🤖 AI Summary
In offline reinforcement learning, policy drift toward out-of-distribution actions—caused by extrapolation error—remains a critical challenge. To address this, we propose a novel constraint mechanism inspired by static friction in classical mechanics: action-space deviations are modeled as requiring overcoming a “friction threshold,” explicitly restricting both the direction and magnitude of policy updates while preserving the simplicity of batch-constrained learning. Technically, our approach integrates orthogonal action manifold distance metrics with behavior cloning regularization, yielding a physically interpretable and computationally efficient constraint framework. Evaluated on multiple continuous-control benchmark tasks, our method significantly improves training stability and policy robustness, consistently outperforming state-of-the-art batch-constrained algorithms.
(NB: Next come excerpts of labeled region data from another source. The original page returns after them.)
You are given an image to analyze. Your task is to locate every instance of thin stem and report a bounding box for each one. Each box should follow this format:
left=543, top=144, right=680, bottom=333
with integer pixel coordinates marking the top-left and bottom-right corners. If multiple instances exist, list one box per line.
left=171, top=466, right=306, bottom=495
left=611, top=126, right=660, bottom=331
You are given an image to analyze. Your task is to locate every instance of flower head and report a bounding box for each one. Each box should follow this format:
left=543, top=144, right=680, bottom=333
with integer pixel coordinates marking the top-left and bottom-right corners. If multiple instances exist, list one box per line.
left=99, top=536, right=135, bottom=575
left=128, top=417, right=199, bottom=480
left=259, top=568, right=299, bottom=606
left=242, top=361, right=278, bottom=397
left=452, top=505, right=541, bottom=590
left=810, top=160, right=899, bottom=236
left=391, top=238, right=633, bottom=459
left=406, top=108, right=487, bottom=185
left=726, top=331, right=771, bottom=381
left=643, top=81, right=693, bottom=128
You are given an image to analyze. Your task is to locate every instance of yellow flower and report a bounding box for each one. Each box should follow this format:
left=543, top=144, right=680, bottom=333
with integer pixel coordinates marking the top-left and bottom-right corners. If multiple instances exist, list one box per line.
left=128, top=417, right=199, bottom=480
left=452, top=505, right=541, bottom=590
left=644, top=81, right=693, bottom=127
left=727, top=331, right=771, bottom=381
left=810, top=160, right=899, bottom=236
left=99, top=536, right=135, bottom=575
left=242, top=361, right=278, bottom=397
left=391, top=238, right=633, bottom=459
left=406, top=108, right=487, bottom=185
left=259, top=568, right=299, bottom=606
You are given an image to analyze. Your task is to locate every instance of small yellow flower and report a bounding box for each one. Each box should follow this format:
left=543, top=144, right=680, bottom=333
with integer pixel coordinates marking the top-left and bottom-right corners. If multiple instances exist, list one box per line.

These results empirically validate that incorporating physical priors—specifically, friction-inspired constraints—effectively mitigates extrapolation error in offline RL.
📝 Abstract
We draw an analogy between static friction in classical mechanics and extrapolation error in off-policy RL, and use it to formulate a constraint that prevents the policy from drifting toward unsupported actions. In this study, we present Frictional Q-learning, a deep reinforcement learning algorithm for continuous control, which extends batch-constrained reinforcement learning. Our algorithm constrains the agent's action space to encourage behavior similar to that in the replay buffer, while maintaining a distance from the manifold of the orthonormal action space. The constraint preserves the simplicity of batch-constrained, and provides an intuitive physical interpretation of extrapolation error. Empirically, we further demonstrate that our algorithm is robustly trained and achieves competitive performance across standard continuous control benchmarks.